Между тем, до нас дошли слова самого Некрасова, подтверждающие правоту суждения Дружинина о «строках, вылившихся из сердца, согретых святым огнем выстраданного творчества». В воспоминаниях А. А. Шкляревского приведен его разговор с поэтом, спросившим его: «Какие стихи более всех из моих вам не нравятся?» Мемуарист назвал «Огородник» и «Еду ли ночью по улице темной…» и изложил Некрасову свое прочтение:

«– “Еду ли ночью” <…> было не только в юношестве и в молодости, но даже недавно, в средних летах, до приезда в Петербург, одним из любимейших стихотворений… <…> Теперь же задушевно я его прочесть не могу… <…> пойдет ли в голову бедной любящей женщины и матери, при виде своего умершего ребенка, мысль идти продать себя? Не фальшиво ли это? <…> Отчего же он не принял каких-нибудь мер? Нет, по-моему, ей следовало бы пойти и заложить свое платье, кинуться и туда, и сюда, а ему не дремать и тоже порыскать где-нибудь и как-нибудь достать денег, просьбами ли, унижением, даже воровством и прошением милости… А! Вы скажете, что это стыдно, самолюбие не допускает? Ха-ха-ха! А допустить любимую женщину до положения продажи себя – не стыдно? <…>

Николай Алексеевич расхохотался, но вскоре о чем-то задумался и проговорил:

– “Лучшая пора в моей жизни”. Вы теперь смеетесь, и я тоже, а прежде?

– Я неоднократно плакал, читая это стихотворение, – отвечал я.

– То-то же и есть, – заметил Некрасов, – в нас не было еще задавлено чувство житейским опытом. Скажи нам тогда: такой-то, мол, бедствует, страдает. И мы верили и протягивали руку, а теперь так и гнездятся в голове вопросы: отчего бедствует, зачем страдает? Не по своей ли вине?»[206]

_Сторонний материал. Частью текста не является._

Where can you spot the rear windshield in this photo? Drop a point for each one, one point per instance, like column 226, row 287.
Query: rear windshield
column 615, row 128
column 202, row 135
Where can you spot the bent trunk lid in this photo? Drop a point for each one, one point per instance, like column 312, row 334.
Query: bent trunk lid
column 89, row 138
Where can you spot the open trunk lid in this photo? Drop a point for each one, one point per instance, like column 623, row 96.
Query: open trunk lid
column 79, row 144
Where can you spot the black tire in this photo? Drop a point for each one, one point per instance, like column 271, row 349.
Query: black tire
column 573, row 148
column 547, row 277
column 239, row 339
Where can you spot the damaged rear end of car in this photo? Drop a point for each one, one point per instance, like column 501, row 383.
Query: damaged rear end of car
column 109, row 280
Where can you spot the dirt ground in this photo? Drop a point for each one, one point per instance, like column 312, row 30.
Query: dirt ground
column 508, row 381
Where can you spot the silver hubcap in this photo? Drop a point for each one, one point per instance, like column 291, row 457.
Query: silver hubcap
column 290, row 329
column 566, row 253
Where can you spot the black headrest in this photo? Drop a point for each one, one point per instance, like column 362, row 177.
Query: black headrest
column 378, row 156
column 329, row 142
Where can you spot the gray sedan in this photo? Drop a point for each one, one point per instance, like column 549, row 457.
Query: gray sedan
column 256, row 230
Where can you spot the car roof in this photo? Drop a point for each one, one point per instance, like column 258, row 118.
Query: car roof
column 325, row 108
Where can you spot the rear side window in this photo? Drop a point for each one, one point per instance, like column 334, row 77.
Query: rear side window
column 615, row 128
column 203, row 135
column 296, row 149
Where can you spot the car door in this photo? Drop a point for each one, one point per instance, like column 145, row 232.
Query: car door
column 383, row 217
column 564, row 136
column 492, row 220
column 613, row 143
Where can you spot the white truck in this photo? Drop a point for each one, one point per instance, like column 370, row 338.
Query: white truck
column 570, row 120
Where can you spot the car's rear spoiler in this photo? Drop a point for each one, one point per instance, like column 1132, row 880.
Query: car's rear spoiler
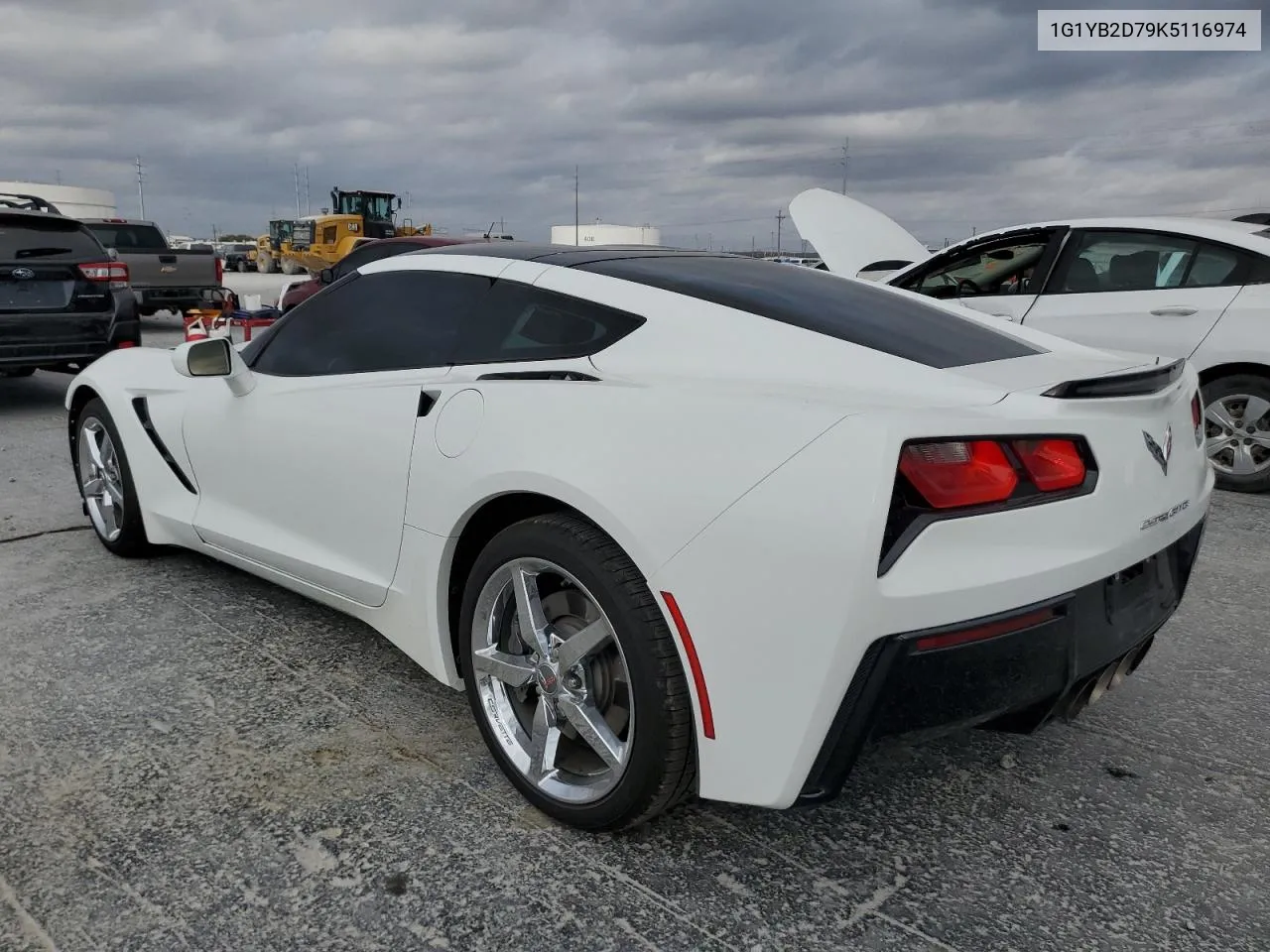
column 27, row 203
column 1137, row 384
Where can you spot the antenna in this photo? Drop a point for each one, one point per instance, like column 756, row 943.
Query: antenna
column 141, row 189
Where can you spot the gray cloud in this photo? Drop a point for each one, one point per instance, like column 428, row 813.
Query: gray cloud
column 701, row 116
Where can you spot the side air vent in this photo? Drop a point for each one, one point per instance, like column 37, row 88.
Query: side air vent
column 540, row 375
column 143, row 411
column 1137, row 384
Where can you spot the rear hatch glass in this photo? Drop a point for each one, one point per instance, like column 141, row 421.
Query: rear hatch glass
column 40, row 262
column 855, row 311
column 130, row 238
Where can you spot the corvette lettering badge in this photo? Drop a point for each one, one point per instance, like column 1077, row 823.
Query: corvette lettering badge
column 1161, row 453
column 1165, row 517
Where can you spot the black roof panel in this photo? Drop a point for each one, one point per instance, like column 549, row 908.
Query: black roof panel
column 855, row 311
column 564, row 255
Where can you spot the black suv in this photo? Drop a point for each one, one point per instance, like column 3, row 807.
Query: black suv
column 64, row 301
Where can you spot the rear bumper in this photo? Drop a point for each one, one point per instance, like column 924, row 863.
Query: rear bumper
column 172, row 298
column 1014, row 670
column 66, row 341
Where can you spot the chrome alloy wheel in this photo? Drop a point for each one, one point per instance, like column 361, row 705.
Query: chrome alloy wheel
column 553, row 680
column 1237, row 434
column 100, row 480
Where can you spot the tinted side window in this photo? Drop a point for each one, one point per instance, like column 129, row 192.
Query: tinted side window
column 521, row 322
column 31, row 236
column 1125, row 261
column 391, row 321
column 1214, row 267
column 855, row 311
column 1259, row 273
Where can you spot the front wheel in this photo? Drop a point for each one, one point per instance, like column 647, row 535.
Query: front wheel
column 1237, row 431
column 105, row 483
column 574, row 676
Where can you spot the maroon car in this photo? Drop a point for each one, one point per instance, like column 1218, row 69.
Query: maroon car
column 370, row 252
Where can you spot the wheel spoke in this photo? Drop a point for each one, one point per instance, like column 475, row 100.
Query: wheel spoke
column 1255, row 409
column 544, row 743
column 529, row 608
column 583, row 644
column 94, row 448
column 1243, row 462
column 594, row 730
column 513, row 670
column 114, row 493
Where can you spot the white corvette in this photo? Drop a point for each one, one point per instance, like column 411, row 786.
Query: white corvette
column 677, row 522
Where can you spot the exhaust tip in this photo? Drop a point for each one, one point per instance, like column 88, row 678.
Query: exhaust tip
column 1102, row 683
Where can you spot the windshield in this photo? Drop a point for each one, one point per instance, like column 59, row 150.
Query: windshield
column 45, row 238
column 130, row 238
column 373, row 206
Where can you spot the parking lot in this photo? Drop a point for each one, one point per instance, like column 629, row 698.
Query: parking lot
column 193, row 760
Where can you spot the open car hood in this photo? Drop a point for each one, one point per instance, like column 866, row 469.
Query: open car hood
column 851, row 236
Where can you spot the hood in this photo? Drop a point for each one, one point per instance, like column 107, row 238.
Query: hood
column 851, row 236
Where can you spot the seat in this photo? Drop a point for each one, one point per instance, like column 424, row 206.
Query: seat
column 1082, row 277
column 1134, row 272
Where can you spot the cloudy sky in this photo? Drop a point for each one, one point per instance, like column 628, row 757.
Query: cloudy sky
column 702, row 117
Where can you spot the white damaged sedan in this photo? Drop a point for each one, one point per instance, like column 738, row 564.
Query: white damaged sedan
column 679, row 524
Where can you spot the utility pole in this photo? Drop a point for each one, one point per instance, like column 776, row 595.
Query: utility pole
column 141, row 189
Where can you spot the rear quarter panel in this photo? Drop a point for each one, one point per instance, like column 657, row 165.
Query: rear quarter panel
column 1242, row 334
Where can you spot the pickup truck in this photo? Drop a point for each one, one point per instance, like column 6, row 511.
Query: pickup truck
column 163, row 278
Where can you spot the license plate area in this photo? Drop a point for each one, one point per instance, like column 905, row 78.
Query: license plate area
column 1142, row 593
column 35, row 295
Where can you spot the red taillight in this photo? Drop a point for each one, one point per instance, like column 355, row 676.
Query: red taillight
column 113, row 273
column 1052, row 463
column 989, row 630
column 959, row 472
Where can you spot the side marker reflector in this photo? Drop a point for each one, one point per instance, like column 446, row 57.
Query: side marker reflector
column 698, row 679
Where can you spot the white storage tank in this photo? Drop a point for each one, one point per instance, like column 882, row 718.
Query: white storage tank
column 601, row 234
column 70, row 199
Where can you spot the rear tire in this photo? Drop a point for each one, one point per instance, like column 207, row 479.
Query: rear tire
column 105, row 475
column 631, row 679
column 1232, row 407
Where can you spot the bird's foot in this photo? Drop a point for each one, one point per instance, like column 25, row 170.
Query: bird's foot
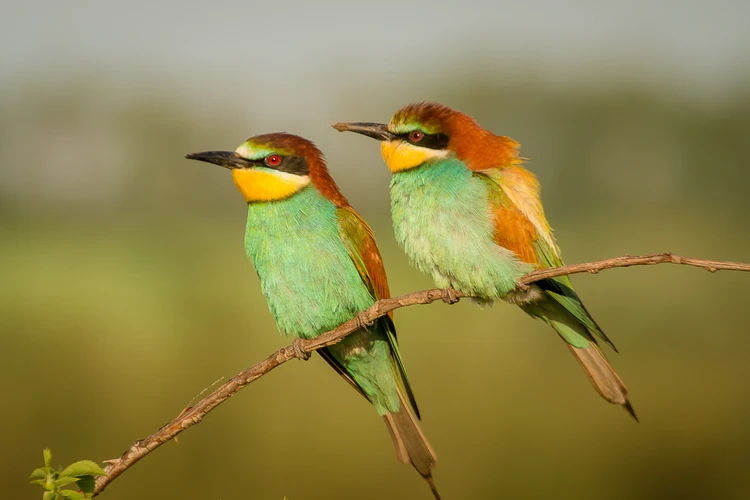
column 299, row 350
column 362, row 320
column 449, row 296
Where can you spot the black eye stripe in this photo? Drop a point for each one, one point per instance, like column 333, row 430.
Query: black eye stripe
column 296, row 165
column 431, row 141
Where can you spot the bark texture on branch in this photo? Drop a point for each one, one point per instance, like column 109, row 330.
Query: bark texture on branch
column 302, row 348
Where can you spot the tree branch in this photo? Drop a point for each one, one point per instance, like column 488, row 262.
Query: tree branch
column 302, row 348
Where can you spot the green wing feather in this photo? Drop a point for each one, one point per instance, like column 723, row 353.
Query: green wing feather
column 360, row 242
column 521, row 188
column 562, row 290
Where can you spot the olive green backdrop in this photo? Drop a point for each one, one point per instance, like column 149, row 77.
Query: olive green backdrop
column 124, row 289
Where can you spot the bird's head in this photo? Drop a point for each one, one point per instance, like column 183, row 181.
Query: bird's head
column 272, row 167
column 419, row 134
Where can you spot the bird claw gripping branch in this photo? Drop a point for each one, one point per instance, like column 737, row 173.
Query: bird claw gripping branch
column 449, row 296
column 299, row 350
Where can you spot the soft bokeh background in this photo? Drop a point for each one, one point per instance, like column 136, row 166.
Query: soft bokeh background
column 124, row 289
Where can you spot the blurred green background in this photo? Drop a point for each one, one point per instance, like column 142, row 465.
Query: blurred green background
column 124, row 288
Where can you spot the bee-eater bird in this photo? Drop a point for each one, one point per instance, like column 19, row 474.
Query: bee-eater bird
column 319, row 266
column 467, row 213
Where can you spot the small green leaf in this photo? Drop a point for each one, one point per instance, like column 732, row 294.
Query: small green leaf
column 71, row 495
column 87, row 484
column 83, row 468
column 41, row 473
column 64, row 481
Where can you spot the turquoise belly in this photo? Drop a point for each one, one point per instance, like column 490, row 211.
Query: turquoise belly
column 442, row 220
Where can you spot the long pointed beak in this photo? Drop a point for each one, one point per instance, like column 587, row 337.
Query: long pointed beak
column 377, row 131
column 226, row 159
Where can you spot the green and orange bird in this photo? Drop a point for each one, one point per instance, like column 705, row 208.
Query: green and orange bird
column 468, row 214
column 319, row 266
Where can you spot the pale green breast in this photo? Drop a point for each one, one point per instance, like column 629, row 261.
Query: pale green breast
column 306, row 273
column 312, row 285
column 442, row 220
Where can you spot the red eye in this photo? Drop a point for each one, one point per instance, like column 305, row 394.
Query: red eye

Поэт свидетельствует, что замыслом и воплощением двигала идея сострадания к горю, чувство, не поверяющее себя житейским опытом. Это душевное и творческое движение увидено Дружининым: «Муза г. Некрасова сама отдается читателю с первой минуты, без притворства и ужимок, простая и откровенная, гордая и печальная, светлая и сухая в одно время, искренняя до жесткости, прямодушная до наивности» (Дружинин ПВ: 277).